The tweets kept popping up last night, as everyone who's ever been peripherally involved in the art world weighed in on the most thrilling topic since Marina Abramovics departure from MoMAs lobby left critics feeling morose and adrift. Of course, we're referring to Work of Art: The Next Great Artist, Bravo's through-the-looking-glass experiment in dialectical post-postmodern cultural interventions qua relational role-interrogatory critique. Or something.
On this program (as we all know by now) 14 would-be artists are mocked, humiliated, and ultimately driven from the studio one by one until a single dazed virtuoso is left, to be sprung from a cocoon of mediocrity by judges Jerry Saltz, Simon de Pury, Bill Powers, Jeanne Greenberg Rohatyn, and China Chow — who collectively, it seems, have developed the mystical (albeit limited) power to release just one great artist into the world per television season.
What happened in the first episode? What must we remember when the time rolls around next week to tune in for the second installment? This week’s challenge was for each artist to make a portrait of one of the other contestants with whom they had been randomly (ha!) paired. Zany, hunky, seemingly-sleep-deprived artist Miles Mendenhall won with a silkscreen print of Nao Bustamente (in which that ferocious subject, according to Salon 94 gallerist Rohatyn, looks “completely euphoric; as if we’re watching… [her] drown”).
At the end, the season's first casualty was CCA adjunct professor Amanda Williams, who was booted from the show for what looked like entirely un-apocalyptic wallpaper — a bland abstract painting of Jaime Lynn Henderson, in which the artist used colors that Jaime Lynn was wearing to paint watery leaf-like forms. New York magazine critic Saltz's withering appraisal?: "To no one else will it ever be a portrait."
But here’s what actually stuck.
ONE: The interstitial shots of New York City streets — "theanyspacewhatevers," to quote Deleuze by way of the Guggenheim — are the kitschiest in a long history of television shows punctuating their scenes with Big Apple street shots. Imagine a picture of a cab rolling down Park Avenue with a cheesy hyper-saturated Photoshop treatment. What would Jerry say?
TWO: Miles and Nicole Nadeau are very attractive. The moment when Miles claims that he “can get more things done while bathing,” or when Peregrine Honig confesses that she “took Nicole’s clothes off with… [her] eyes” are far more titillating than the gentle caresses of the Ken Burns-like pans over all those amateurish paintings.
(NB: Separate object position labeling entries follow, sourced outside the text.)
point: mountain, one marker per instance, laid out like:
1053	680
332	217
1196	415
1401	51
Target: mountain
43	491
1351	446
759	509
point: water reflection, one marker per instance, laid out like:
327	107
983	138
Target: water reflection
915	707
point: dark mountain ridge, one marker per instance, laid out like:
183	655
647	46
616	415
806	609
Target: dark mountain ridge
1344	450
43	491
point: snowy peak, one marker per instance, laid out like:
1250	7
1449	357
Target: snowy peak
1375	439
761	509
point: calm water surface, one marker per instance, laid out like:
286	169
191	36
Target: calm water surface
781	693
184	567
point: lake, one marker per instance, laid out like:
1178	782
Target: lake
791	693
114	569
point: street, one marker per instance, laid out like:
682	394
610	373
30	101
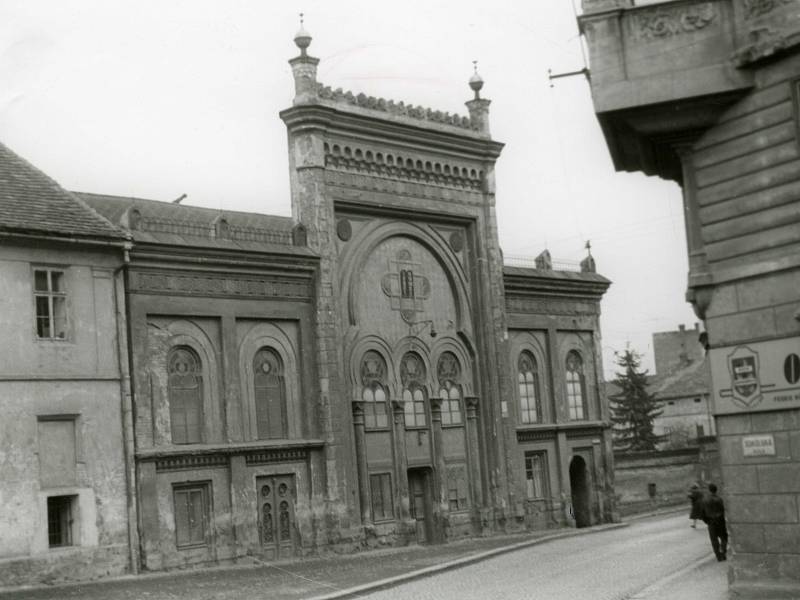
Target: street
653	559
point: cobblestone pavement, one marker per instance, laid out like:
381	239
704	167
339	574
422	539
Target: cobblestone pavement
653	559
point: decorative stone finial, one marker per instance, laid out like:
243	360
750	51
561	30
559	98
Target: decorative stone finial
302	38
587	264
476	81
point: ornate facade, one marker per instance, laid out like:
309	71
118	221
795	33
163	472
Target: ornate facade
366	372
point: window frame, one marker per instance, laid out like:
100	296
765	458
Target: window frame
580	381
541	457
204	487
534	384
51	296
381	477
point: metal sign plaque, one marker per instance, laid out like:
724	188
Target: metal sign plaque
758	445
756	377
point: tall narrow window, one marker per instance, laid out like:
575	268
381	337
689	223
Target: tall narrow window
536	475
191	515
448	372
412	376
528	382
51	304
373	380
185	388
576	392
269	387
381	489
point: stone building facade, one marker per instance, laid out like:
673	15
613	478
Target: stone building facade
366	372
705	93
63	479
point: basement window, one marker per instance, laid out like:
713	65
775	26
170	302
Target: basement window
61	521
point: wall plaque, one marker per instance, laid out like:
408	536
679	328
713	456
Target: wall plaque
758	445
756	377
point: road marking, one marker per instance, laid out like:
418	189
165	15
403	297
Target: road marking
658	585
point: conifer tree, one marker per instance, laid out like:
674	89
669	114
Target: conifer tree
633	409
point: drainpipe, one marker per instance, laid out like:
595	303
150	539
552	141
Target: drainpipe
127	414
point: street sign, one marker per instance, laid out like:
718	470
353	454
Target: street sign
756	377
758	445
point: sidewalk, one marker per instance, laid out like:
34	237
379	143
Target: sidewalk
347	576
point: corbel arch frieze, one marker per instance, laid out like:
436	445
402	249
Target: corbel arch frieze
272	336
450	343
363	244
356	352
421	349
185	333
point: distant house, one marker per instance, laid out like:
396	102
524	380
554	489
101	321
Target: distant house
682	384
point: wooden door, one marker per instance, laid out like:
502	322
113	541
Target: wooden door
276	519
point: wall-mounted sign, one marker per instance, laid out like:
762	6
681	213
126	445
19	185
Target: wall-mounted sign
756	377
758	445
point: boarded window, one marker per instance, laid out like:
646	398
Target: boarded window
50	297
61	520
576	392
185	386
381	489
191	515
57	451
270	394
536	475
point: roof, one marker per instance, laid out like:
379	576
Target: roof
33	203
690	380
168	223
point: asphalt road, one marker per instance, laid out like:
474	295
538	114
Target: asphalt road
653	559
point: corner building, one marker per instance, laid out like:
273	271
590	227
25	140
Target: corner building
707	94
366	372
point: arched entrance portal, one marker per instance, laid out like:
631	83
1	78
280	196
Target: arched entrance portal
579	484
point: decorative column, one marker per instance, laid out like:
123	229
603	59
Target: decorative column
441	510
401	460
473	459
361	463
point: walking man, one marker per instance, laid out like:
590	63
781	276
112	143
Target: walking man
714	516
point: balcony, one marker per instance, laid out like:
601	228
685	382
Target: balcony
663	72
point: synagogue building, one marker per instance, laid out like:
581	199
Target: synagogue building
366	372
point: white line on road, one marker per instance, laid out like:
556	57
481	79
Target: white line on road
651	589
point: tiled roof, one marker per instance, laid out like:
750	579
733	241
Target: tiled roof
167	223
31	202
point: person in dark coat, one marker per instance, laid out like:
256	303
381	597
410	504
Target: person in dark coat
696	498
714	516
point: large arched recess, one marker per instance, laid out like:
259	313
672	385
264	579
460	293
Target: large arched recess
360	248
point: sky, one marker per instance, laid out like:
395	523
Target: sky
155	99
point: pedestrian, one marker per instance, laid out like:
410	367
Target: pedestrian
696	498
714	515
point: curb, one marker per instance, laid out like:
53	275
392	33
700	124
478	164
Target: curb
382	584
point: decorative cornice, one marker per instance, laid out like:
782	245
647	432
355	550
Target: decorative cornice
227	286
395	108
392	166
665	21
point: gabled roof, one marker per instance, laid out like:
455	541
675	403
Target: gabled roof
171	224
32	203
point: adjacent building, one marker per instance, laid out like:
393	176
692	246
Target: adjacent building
66	507
365	372
706	94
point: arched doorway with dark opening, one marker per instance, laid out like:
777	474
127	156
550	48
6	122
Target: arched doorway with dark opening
579	485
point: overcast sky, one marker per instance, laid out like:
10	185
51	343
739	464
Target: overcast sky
159	98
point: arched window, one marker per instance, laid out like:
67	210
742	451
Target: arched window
373	380
269	387
576	392
185	392
528	381
448	372
412	376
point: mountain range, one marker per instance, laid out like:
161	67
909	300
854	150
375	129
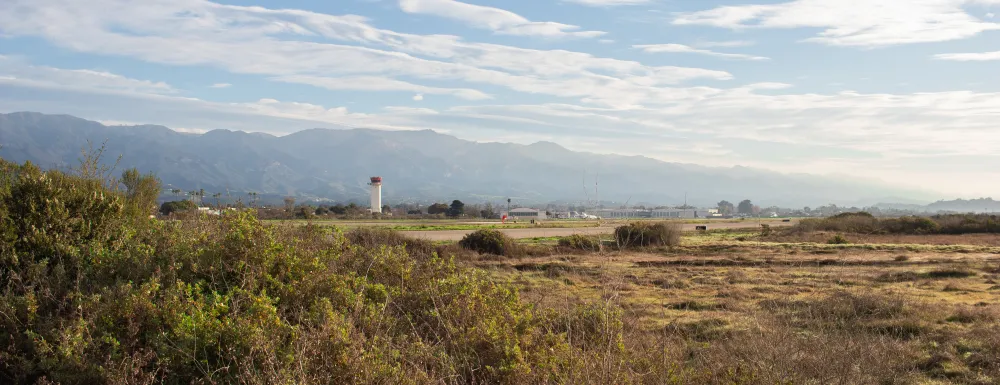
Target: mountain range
423	165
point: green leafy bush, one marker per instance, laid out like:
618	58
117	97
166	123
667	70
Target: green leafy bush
580	242
94	291
168	208
838	240
638	234
490	241
865	223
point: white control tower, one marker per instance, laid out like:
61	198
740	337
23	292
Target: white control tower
376	198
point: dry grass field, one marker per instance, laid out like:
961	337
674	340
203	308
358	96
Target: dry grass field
734	307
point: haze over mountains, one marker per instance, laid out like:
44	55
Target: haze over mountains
416	165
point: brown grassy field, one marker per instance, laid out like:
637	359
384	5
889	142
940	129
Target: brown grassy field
732	307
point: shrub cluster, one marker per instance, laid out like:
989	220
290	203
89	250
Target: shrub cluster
94	291
865	223
641	234
580	242
491	241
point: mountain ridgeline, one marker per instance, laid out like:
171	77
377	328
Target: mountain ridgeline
416	165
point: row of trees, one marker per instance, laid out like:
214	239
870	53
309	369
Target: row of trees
745	207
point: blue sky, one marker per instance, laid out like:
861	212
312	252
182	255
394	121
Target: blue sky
903	91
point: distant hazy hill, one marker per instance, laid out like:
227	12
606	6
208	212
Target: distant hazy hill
336	164
959	205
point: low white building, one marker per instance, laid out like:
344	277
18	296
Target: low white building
526	213
654	214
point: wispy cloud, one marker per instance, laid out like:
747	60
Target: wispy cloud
976	56
680	48
608	3
374	83
254	40
498	20
854	23
725	44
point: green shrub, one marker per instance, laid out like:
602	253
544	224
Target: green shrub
865	223
838	240
93	291
490	241
640	234
580	242
168	208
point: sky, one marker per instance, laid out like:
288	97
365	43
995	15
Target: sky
900	91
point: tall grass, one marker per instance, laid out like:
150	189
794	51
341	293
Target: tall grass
641	234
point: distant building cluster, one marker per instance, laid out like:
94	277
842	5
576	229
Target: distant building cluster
656	213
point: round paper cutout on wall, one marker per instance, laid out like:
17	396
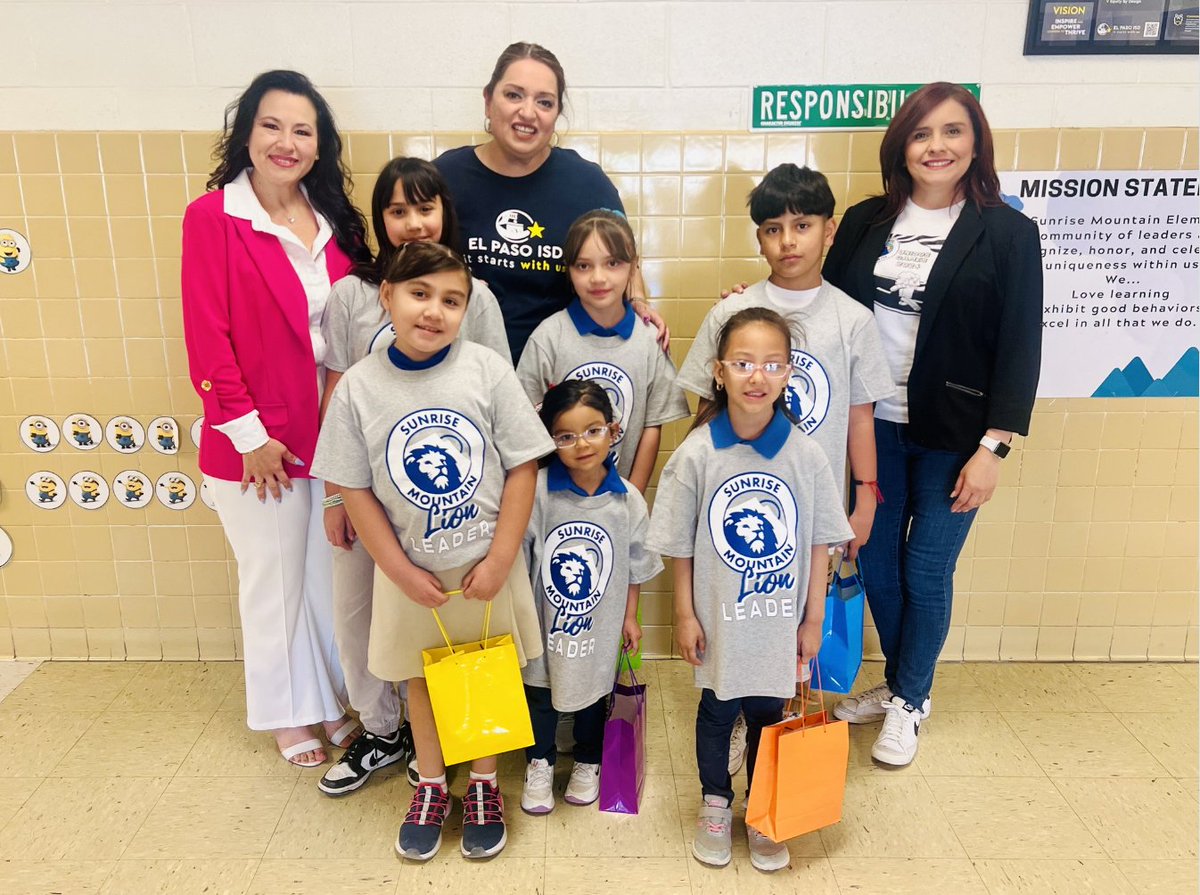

THREE: At this stage, Trong Nguyen, Nao, and Miles appear to be the only contestants with any talent. Actually, Trong doesn’t show much talent (or basic human emotion) on the first episode, but is impressively “able to locate some decorative wallpaper with snakes on it” in the studio, even though Miles can’t find a replacement light bulb when his burns out. Maybe ARTINFO is just rooting for Trong.
FOUR: Former Jeff Koons assistant Jaclyn Santos is offended when Judith Braun paints her portrait simply as the phrase “Proud Pussy,” but then again, Jaclyn applied to be on the show with a tabloid-inspired self-portrait of an accidental crotch exposure. Plus she is obviously proud of her looks, which are as buffed and rigorously shaped as the sculptures from Koons' studio. So she is, in fact a proud — well, you get it.
FIVE: It seems that executive producer Sarah Jessica Parker strolls on just to make a comment about government arts funding: “I grew up at a time when the government supported art.” This qualifies her, and a bajillion other people, to determine the quality of artworks.
SIX: Erik Johnson, the untrained Russell Crowe-esque contestant, paints a clown on a palette, and displays it on an easel. ("I like clowns," he says.) But even better, he asks Simon de Pury to “go hit a strip club.”